Physiological responses of ginseng (Panax ginseng) were investigated under abnormal season-long high-temperature environmental conditions for obtaining vulnerability assessment data. Soil-plant-atmosphere research chambers were used to employ the + 2, +4, and + 6 elevated temperature conditions (ETC) from June to August compared to hourly-averaged air temperatures for the past 10 years (from 2010 to 2019) in Eumseong, Korea. Under the ETC, secondary growth and development of taproots were significantly inhibited due to the reduction of photosynthetic efficiency with chlorophyll destruction.

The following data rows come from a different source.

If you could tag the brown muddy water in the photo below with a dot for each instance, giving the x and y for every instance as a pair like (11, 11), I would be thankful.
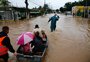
(69, 43)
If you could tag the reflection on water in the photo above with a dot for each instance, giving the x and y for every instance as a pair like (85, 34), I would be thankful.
(69, 43)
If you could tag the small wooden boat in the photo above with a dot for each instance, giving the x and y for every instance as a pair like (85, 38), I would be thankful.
(31, 57)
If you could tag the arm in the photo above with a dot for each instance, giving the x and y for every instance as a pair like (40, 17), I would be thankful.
(6, 42)
(49, 20)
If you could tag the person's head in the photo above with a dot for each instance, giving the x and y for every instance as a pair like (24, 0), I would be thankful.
(37, 33)
(5, 29)
(36, 26)
(42, 31)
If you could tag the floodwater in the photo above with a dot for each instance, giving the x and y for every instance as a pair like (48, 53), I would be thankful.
(69, 43)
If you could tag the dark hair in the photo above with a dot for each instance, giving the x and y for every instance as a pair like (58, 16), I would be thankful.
(5, 28)
(37, 33)
(36, 26)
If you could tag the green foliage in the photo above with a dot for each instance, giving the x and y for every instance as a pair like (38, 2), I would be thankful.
(4, 3)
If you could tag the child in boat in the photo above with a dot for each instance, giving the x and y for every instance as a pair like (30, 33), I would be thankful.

The net photosynthetic rate at the light saturation point (Amax) decreased and the dark respiration rate (Rd) increased as the air temperature increased. Consequently, carbohydrate deposition in the storage parenchyma of the taproots decreased over time. The roots at harvest were severely rotten under + 6 ETC. The harvested root weights decreased by 60.1, 21.4, and 12.3% under + 6, +4, and + 2 ETC, respectively, compared to those under control conditions. Under + 2 and + 4 ETC, total ginsenoside content (TGC) in roots was similar, but under + 6 ETC, TGC significantly increased with the increases of the panaxatriol type ginsenoside Re and the panaxadiol types ginsenosides such as Rb2, Rb3, and Rd. These results suggest that developing high-temperature stress adaptation technologies should be considered frequent abnormally high-temperature environments caused by global climate change.

人参对季节性异常高温的热生理反应
为获得脆弱性评估数据,对人参在异常季节高温环境条件下的生理反应进行了研究。利用土壤-植物-大气研究室,在 6 月至 8 月期间采用 + 2、+4 和 + 6 高温条件(ETC),并与过去 10 年(2010 年至 2019 年)韩国银城的每小时平均气温进行比较。在 ETC 条件下,由于叶绿素破坏导致光合效率降低,直根的二次生长和发育受到明显抑制。随着气温升高,光饱和点的净光合速率(Amax)降低,暗呼吸速率(Rd)增加。因此,直根贮藏实质中的碳水化合物沉积随着时间的推移而减少。在 + 6 ETC 条件下,收获时的根系严重腐烂。与对照条件相比,+ 6、+ 4 和 + 2 ETC 条件下的收获根重分别减少了 60.1%、21.4% 和 12.3%。在 + 2 和 + 4 ETC 条件下,根中的总人参皂苷含量(TGC)相似,但在 + 6 ETC 条件下,随着三七三醇型人参皂苷 Re 和三七二醇型人参皂苷 Rb2、Rb3 和 Rd 的增加,总人参皂苷含量显著增加。这些结果表明,应考虑开发高温胁迫适应技术,以应对全球气候变化导致的异常高温环境。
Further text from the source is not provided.